Georgia Blanche Douglas Camp Johnson

Georgia Blanche Douglas Camp Johnson

Georgia Blanche Douglas Camp Johnson better known as Georgia Douglas Johnson (September 10, 1877 - 1966) was an American poet.

She was born in Atlanta to Laura Jackson and Douglas Camp. Her father's father was a British citizen who immigrated to Marietta as a child with his wealthy parents. He died in his 30s, while enjoying a successful career as a musician. Johnson's mother was born in Marietta also. Her mother was a Native American who married an African-American bridge builder. Both died early and left Johnson's fourteen-year-old sister to raise her siblings. To support them, Johnson's mother worked as a maid. She married three times in all and gave Johnson two half brothers and a half sister.

Much of Johnson's childhood was spent in Rome, Georgia.
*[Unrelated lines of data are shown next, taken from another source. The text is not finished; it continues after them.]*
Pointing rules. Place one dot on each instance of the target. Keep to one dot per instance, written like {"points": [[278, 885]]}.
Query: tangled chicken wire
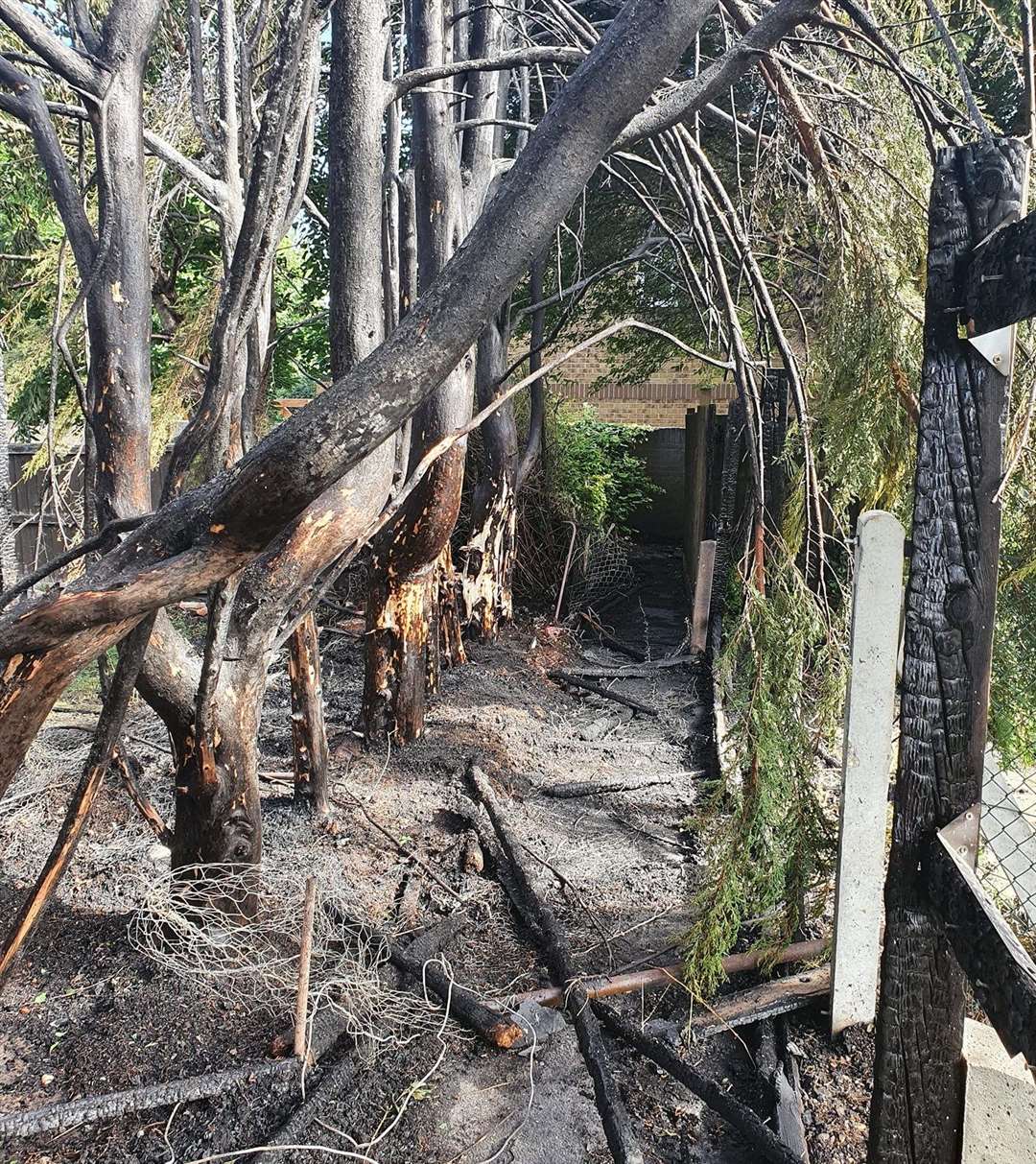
{"points": [[184, 925]]}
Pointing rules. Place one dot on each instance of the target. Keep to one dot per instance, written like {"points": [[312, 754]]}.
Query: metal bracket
{"points": [[961, 835], [996, 347]]}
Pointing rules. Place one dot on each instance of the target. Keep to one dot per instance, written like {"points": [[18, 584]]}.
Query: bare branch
{"points": [[681, 100], [210, 189], [69, 64], [25, 102], [550, 55]]}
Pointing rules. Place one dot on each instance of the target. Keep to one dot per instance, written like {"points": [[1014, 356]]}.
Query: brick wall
{"points": [[660, 402]]}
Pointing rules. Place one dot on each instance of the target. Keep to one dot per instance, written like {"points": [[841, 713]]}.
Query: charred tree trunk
{"points": [[489, 553], [408, 586], [218, 803], [219, 528], [917, 1105]]}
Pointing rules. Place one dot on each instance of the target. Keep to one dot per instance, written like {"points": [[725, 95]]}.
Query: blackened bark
{"points": [[999, 967], [105, 742], [309, 737], [729, 525], [537, 392], [216, 529], [9, 558], [948, 646], [489, 553], [402, 651]]}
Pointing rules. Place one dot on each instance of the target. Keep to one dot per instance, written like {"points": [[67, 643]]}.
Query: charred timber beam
{"points": [[1001, 974], [93, 1108], [553, 941], [741, 1118], [917, 1107], [1001, 282], [766, 1001]]}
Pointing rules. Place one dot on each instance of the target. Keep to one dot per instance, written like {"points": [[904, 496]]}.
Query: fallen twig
{"points": [[355, 802], [301, 999], [609, 986], [147, 809], [553, 941], [766, 1001], [563, 677], [494, 1028], [736, 1114], [104, 747], [610, 640]]}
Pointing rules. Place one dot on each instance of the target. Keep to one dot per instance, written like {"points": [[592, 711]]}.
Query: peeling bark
{"points": [[216, 529], [309, 737]]}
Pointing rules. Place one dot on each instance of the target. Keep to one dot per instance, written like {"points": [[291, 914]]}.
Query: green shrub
{"points": [[596, 471]]}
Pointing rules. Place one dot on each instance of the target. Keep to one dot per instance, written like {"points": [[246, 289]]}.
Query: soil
{"points": [[87, 1010]]}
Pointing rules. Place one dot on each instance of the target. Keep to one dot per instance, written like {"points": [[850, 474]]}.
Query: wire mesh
{"points": [[1007, 843], [185, 927]]}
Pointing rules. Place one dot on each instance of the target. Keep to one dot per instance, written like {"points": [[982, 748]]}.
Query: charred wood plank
{"points": [[950, 605], [1002, 976], [1001, 282], [766, 1001], [563, 677], [741, 1118], [553, 941], [610, 640]]}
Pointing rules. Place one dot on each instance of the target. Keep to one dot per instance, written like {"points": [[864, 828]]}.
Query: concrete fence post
{"points": [[877, 602]]}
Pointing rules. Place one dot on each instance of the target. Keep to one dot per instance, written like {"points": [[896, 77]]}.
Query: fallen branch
{"points": [[102, 750], [301, 1000], [610, 986], [317, 1097], [553, 941], [146, 808], [574, 790], [563, 677], [775, 998], [610, 640], [436, 938], [737, 1115], [405, 850], [490, 1026], [109, 1105], [647, 671]]}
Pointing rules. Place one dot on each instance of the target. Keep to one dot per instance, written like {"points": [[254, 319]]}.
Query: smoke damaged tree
{"points": [[260, 517], [412, 618]]}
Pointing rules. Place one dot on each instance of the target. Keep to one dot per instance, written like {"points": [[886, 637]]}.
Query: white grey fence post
{"points": [[877, 601]]}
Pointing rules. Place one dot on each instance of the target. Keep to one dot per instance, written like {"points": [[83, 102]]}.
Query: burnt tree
{"points": [[949, 633], [411, 606], [217, 529]]}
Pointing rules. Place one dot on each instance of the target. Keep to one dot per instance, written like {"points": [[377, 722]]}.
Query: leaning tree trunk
{"points": [[217, 529], [412, 572], [218, 806], [952, 597], [489, 552]]}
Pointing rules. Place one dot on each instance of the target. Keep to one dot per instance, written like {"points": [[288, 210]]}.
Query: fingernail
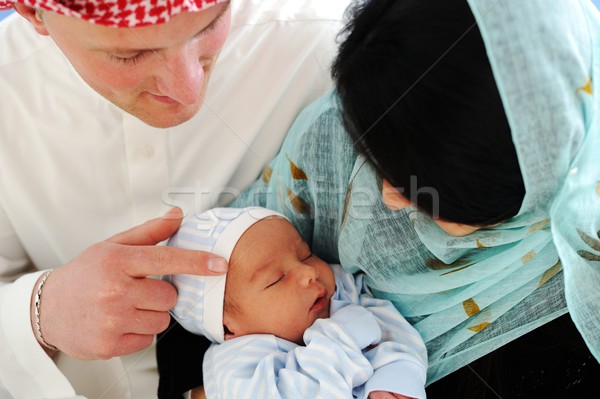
{"points": [[173, 214], [217, 265]]}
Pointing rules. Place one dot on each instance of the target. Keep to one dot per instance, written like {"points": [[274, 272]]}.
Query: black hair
{"points": [[419, 100]]}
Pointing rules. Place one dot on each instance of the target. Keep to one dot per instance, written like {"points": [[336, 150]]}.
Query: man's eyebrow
{"points": [[196, 35]]}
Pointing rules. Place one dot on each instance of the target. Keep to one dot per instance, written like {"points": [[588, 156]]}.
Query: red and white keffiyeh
{"points": [[118, 13]]}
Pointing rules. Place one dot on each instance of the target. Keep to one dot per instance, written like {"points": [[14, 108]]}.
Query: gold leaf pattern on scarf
{"points": [[589, 240], [550, 273], [266, 174], [456, 270], [592, 243], [346, 202], [298, 203], [538, 225], [471, 307], [528, 257], [479, 327], [587, 87], [297, 173], [436, 264]]}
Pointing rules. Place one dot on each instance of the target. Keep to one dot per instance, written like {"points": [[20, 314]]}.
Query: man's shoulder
{"points": [[19, 41]]}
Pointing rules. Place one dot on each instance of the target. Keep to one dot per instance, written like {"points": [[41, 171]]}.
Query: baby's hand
{"points": [[387, 395]]}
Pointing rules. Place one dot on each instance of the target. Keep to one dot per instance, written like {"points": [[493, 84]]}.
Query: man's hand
{"points": [[103, 304], [387, 395]]}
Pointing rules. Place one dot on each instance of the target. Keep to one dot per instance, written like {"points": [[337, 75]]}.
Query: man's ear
{"points": [[33, 16]]}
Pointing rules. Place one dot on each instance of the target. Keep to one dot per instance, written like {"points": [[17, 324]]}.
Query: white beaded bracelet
{"points": [[36, 309]]}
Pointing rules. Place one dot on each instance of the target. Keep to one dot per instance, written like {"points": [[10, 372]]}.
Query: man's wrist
{"points": [[36, 304]]}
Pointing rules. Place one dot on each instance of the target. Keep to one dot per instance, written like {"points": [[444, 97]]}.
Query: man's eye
{"points": [[276, 281]]}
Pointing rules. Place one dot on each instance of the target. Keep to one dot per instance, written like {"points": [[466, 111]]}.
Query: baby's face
{"points": [[274, 284]]}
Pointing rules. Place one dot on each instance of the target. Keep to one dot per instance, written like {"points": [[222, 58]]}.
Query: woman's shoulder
{"points": [[318, 134]]}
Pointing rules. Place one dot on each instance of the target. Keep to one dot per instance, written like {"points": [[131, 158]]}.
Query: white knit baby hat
{"points": [[199, 307]]}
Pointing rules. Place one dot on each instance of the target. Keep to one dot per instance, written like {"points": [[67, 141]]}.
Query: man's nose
{"points": [[307, 275], [181, 76]]}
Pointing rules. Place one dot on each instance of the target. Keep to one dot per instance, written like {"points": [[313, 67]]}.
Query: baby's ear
{"points": [[228, 333], [33, 16]]}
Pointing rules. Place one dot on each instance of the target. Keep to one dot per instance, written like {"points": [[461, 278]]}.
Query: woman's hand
{"points": [[387, 395]]}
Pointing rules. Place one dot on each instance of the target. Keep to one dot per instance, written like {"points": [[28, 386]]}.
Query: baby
{"points": [[286, 324]]}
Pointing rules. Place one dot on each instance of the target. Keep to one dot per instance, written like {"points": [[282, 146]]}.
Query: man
{"points": [[106, 121]]}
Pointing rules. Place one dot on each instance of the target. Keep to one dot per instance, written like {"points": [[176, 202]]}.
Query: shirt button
{"points": [[148, 151], [573, 171]]}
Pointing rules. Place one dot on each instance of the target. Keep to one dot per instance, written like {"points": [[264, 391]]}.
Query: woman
{"points": [[472, 200]]}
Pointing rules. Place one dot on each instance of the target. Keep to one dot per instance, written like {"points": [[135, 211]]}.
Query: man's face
{"points": [[157, 73], [274, 284]]}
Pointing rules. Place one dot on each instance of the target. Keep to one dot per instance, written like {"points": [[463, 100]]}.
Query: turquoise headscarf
{"points": [[469, 295], [546, 59]]}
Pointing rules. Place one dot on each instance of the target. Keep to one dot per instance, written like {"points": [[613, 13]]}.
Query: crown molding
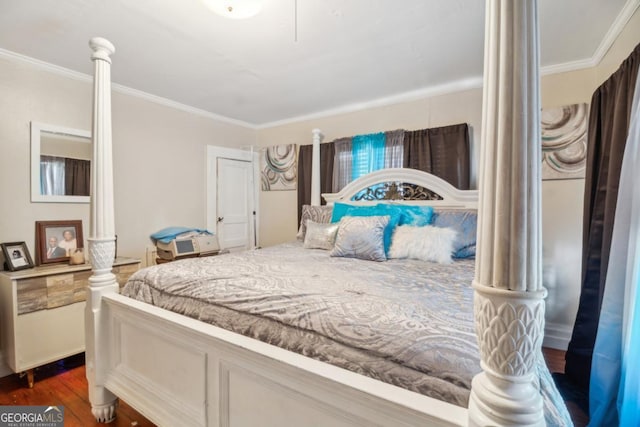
{"points": [[125, 90], [428, 92], [458, 86], [614, 31]]}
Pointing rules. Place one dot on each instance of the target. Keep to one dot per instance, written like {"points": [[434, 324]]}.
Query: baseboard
{"points": [[4, 368], [557, 335]]}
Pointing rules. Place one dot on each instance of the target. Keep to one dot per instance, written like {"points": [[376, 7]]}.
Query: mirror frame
{"points": [[36, 129]]}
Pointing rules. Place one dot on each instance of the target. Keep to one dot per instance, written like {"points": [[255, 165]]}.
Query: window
{"points": [[363, 154]]}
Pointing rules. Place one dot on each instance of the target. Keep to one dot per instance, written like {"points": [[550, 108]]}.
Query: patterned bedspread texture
{"points": [[404, 322]]}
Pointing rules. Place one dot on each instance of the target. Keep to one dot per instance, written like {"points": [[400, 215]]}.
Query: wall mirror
{"points": [[60, 164]]}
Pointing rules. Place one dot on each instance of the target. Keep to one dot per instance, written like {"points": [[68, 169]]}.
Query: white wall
{"points": [[159, 157]]}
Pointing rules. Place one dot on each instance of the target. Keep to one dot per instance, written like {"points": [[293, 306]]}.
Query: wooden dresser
{"points": [[42, 312]]}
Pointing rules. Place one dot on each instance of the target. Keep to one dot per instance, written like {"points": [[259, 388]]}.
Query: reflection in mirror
{"points": [[60, 164]]}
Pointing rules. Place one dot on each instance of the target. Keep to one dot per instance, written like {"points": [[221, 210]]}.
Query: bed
{"points": [[178, 370]]}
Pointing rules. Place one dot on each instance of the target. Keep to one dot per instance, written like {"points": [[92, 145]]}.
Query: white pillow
{"points": [[320, 236], [361, 237], [424, 243]]}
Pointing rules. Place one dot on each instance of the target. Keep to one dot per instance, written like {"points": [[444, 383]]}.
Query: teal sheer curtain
{"points": [[614, 391], [368, 154]]}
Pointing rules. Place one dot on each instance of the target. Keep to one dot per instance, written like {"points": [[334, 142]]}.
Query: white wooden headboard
{"points": [[425, 189]]}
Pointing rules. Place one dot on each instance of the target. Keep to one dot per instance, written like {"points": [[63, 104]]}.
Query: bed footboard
{"points": [[180, 371]]}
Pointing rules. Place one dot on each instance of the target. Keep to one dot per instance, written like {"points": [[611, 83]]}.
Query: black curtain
{"points": [[77, 176], [305, 156], [607, 135], [442, 151]]}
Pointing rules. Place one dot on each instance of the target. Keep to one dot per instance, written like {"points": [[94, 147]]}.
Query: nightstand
{"points": [[42, 312]]}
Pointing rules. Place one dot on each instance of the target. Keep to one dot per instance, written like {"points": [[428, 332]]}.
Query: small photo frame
{"points": [[16, 256], [57, 240]]}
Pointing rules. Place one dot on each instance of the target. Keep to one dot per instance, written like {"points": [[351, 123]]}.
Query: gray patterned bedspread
{"points": [[405, 322]]}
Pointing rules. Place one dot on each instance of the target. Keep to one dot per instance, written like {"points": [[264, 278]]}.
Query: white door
{"points": [[232, 194], [235, 204]]}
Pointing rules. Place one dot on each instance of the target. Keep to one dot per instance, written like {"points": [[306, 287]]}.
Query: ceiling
{"points": [[294, 61]]}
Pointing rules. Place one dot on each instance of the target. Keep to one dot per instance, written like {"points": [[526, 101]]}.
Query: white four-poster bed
{"points": [[180, 371]]}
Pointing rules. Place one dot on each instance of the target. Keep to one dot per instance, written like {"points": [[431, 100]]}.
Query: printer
{"points": [[171, 245]]}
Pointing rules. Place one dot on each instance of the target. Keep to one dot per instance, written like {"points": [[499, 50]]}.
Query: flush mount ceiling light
{"points": [[234, 9]]}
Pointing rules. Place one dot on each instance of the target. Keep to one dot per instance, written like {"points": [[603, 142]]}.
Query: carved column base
{"points": [[105, 413], [509, 326], [495, 401]]}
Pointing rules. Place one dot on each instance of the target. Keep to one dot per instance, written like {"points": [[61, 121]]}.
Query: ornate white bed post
{"points": [[102, 234], [509, 297], [315, 168]]}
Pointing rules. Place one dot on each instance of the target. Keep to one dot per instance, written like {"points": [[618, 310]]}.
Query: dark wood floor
{"points": [[555, 362], [64, 384]]}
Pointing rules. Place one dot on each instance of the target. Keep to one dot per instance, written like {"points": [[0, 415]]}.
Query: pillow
{"points": [[465, 223], [412, 214], [361, 237], [342, 209], [426, 243], [320, 236], [319, 214]]}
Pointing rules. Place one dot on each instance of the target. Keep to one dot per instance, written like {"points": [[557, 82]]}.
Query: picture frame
{"points": [[55, 240], [17, 256]]}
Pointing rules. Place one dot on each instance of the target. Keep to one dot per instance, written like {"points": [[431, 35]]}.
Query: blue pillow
{"points": [[343, 209], [417, 216]]}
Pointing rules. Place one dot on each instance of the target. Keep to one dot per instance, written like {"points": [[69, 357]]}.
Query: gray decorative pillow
{"points": [[426, 243], [320, 236], [361, 237], [465, 223], [319, 214]]}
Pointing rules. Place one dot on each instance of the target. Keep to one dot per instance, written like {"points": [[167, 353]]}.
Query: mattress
{"points": [[404, 322]]}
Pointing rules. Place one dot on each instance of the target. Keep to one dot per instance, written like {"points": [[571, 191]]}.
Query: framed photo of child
{"points": [[16, 255], [56, 241]]}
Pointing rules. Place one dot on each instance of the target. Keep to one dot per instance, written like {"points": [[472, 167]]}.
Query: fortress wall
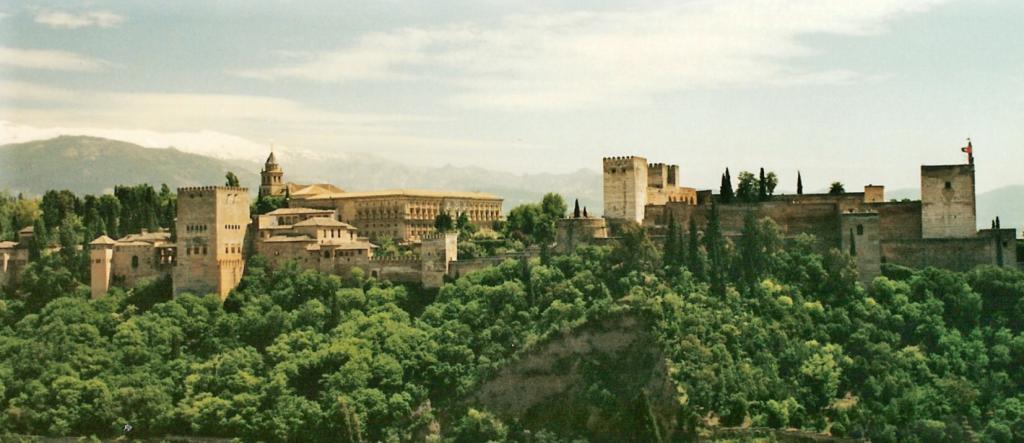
{"points": [[657, 175], [210, 259], [147, 264], [952, 254], [862, 241], [845, 202], [664, 195], [463, 267], [572, 231], [898, 219], [947, 202], [625, 187], [820, 220]]}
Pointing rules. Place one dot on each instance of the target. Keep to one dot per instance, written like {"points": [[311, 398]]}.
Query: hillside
{"points": [[91, 165]]}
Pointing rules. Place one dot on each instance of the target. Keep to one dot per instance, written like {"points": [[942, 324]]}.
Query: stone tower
{"points": [[271, 178], [100, 259], [437, 251], [625, 187], [211, 235], [947, 202], [860, 237]]}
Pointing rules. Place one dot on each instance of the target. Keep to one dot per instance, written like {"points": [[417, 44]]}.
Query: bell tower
{"points": [[271, 177]]}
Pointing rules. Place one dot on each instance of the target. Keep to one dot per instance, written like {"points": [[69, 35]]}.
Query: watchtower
{"points": [[861, 239], [625, 187], [100, 264], [437, 251], [271, 178], [211, 231], [947, 202]]}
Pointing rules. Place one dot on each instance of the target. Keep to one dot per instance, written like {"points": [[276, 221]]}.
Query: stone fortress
{"points": [[331, 230], [939, 230], [325, 228]]}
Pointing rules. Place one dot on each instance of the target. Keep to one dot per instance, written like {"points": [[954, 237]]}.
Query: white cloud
{"points": [[48, 59], [211, 143], [197, 123], [573, 59], [71, 20]]}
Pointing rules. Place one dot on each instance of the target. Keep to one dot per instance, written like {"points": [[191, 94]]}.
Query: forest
{"points": [[757, 330]]}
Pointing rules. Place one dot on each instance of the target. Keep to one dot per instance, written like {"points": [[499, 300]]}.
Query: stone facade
{"points": [[938, 230], [947, 200], [631, 184], [271, 178], [403, 215], [211, 229], [572, 231]]}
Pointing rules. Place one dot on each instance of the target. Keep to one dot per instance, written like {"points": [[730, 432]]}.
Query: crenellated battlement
{"points": [[211, 188], [401, 260]]}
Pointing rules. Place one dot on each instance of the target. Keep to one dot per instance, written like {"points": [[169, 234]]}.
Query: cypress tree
{"points": [[39, 239], [726, 190], [715, 245], [693, 255], [762, 186], [671, 250]]}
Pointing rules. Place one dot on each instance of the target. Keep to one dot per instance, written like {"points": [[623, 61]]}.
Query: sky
{"points": [[857, 91]]}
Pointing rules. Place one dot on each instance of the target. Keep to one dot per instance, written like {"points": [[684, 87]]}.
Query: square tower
{"points": [[211, 235], [947, 202], [625, 187], [859, 233]]}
She received her education in both Rome and Atlanta, where she excelled in reading, recitations and physical education. She also taught herself to play the violin, which developed into a lifelong love of music.

Johnson graduated from Atlanta University's Normal School in 1893. She taught school in Marietta for a time, then returned to Atlanta to work as an assistant principal. Johnson then traveled to Cleveland, Ohio, to study piano, harmony, and voice. From 1902 to 1903, she attended the Oberlin Conservatory of Music.

On September 28, 1903, Johnson married Henry Lincoln Johnson, an Atlanta lawyer and prominent Republican party member. They had two sons, Henry Lincoln Johnson, Jr. and Peter Douglas Johnson (d. 1957).

It was during this period that Johnson began to write poems and stories. Johnson credits a poem written by William Stanley Braithwaite about a rose tended by a child in Brooklyn, New York, as her inspiration for her poetic output. She began to submit her poems to newspapers and small magazines. She published her first poem in 1916, when she was thirty-six. She published four volumes of poetry, beginning in 1918 with The Heart of a Woman. Johnson also wrote songs, taught music, and performed as an organist at her Congregational church during this period.

Upon accepting an appointment as the Recorder of Deeds from United States President William Howard Taft, Johnson's husband moved their family to Washington, D.C., where she would reside the last fifty years of her life. Johnson's husband died in 1925, and, as a gesture of appreciation for her husband's loyalty and service to the Republican party, President Calvin Coolidge appointed Johnson as the Commissioner of Conciliation in the Department of Labor.

Soon after her husband's death, Johnson hosted weekly Saturday-night open houses for other authors, including Langston Hughes, Jean Toomer, Anne Spencer, Richard Bruce Nugent, Alain Locke, and Jessie Redmon Fauset—all major contributors to the New Negro Movement, which is better known today as the Harlem Renaissance.

She was a close friend of the writer Angelina Weld Grimke.